次に、面光源から光(輝度20,000cd/m2)を照射し、検査偏光フィルムの真上(検査偏光フィルムより1mの高さ)から目視によって観察し、検査偏光フィルムの色斑の視認性を以下の基準に基づいて官能評価した。結果を表1に示した。
◎:目立つ色斑が視認される。
○:色斑が視認されるが、目立ちにくい。
×:色斑が視認されにくい。
(2)ラインカメラを用いた色斑の検査(色斑指数)
図2に示したように、ライン状の光源(株式会社住田光学ガラス製、伝送ライト:TF−750CL、メタルハライド光源:LS−M210)をその長手方向が水平で光が水平方向手前側に照射されるように設定し、当該ライン状の光源から手前側に向かって、第1の基準偏光フィルム(偏光板の形態のもの;単体透過率43%)、第2の基準偏光フィルム(偏光板の形態のもの;単体透過率43%)、および、ラインカメラ(コアテック株式会社製、CLC−3M575CL−TC54)をこの順に配置した。なお、各基準偏光フィルムは一方の面が水平方向手前側に向くように垂直に配置した。また、ラインカメラはその長手方向がライン状の光源の長手方向に対応し、且つ、ライン状の光源に対向するように配置した。

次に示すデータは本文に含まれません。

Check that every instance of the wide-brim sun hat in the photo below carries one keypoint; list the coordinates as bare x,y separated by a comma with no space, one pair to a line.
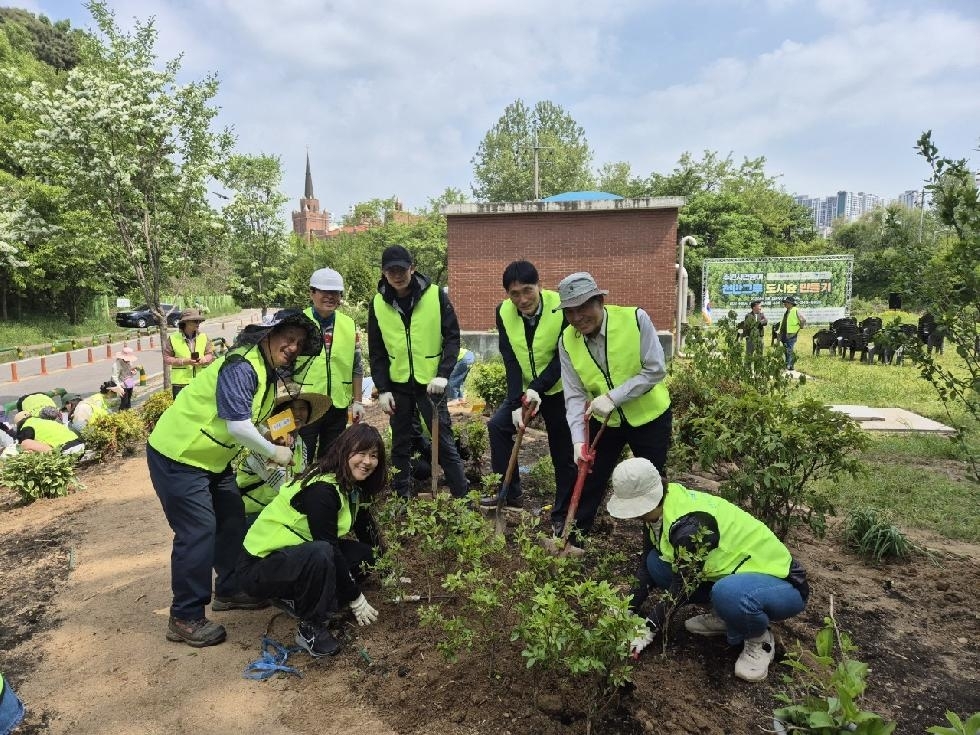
320,403
576,289
637,488
253,334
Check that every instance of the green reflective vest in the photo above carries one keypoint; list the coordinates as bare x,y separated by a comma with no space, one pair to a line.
332,371
182,374
53,433
190,432
255,493
535,356
414,353
745,544
623,360
280,525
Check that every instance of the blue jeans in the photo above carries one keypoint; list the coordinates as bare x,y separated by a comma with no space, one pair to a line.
459,373
746,602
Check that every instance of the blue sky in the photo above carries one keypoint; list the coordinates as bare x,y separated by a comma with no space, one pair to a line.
393,98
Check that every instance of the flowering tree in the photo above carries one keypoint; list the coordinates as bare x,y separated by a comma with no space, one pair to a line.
132,145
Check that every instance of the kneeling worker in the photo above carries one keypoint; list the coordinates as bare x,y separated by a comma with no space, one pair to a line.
747,575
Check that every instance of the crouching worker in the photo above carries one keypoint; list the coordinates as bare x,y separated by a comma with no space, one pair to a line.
258,479
746,574
296,553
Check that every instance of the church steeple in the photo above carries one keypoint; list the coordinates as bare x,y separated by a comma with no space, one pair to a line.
308,191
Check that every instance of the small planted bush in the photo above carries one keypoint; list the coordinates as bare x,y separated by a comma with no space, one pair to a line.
40,475
870,534
115,434
153,407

また、巻き出しロールから巻き出された検査偏光フィルムが第1の基準偏光フィルムと第2の基準偏光フィルムの間を移動して巻き取りロールに巻き取ることができるように、上方側に巻き出しロールおよび下方側に巻き取りロールをそれぞれ配置した。ここで、移動する検査偏光フィルムの面と両方の基準偏光フィルムの面とが平行になり、且つ、検査偏光フィルムの移動方向がライン状の光源およびラインカメラの長手方向に対して垂直になるように(検査偏光フィルムが下方に移動するように)した。
次いで、上記の巻き出しロールに幅50cm、長さ3mにカットしたダミーフィルム(PETフィルム)の一方の短辺(50cmの辺)を貼り付けた。巻き取りロールにも同様に、幅50cm、長さ3mにカットした別のダミーフィルム(PETフィルム)の一方の短辺(50cmの辺)を貼り付けた。そして、これらのダミーフィルムの間に製造例で製造した検査偏光フィルム(吸収軸方向に50cmにカットした全幅の検査偏光フィルム)が配置されるように、各ダミーフィルムにおけるロールに貼り付けていない方の短辺に検査偏光フィルムの50cmの辺を貼り付けた。その後、巻き出しロールにダミーフィルム、検査偏光フィルムおよびダミーフィルムをこの順に手動で巻き取った。
次に、検査偏光フィルムの吸収軸に対する第1の基準偏光フィルムの吸収軸の角度(θ1)および検査偏光フィルムの吸収軸に対する第2の基準偏光フィルムの吸収軸の角度(θ2)がそれぞれ表1に示した値になるように、第1の基準偏光フィルムおよび第2の基準偏光フィルムの角度をそれぞれ調整した。
そして、ライン状の光源から光が照射された状態で、巻き出しロールから巻き取りロールに向かって、ダミーフィルム、検査偏光フィルムおよびダミーフィルムをこの順番で5m/分の速度で移動させ、検査偏光フィルムがライン状の光源とラインカメラの間を通過している際にラインカメラで画像撮影した。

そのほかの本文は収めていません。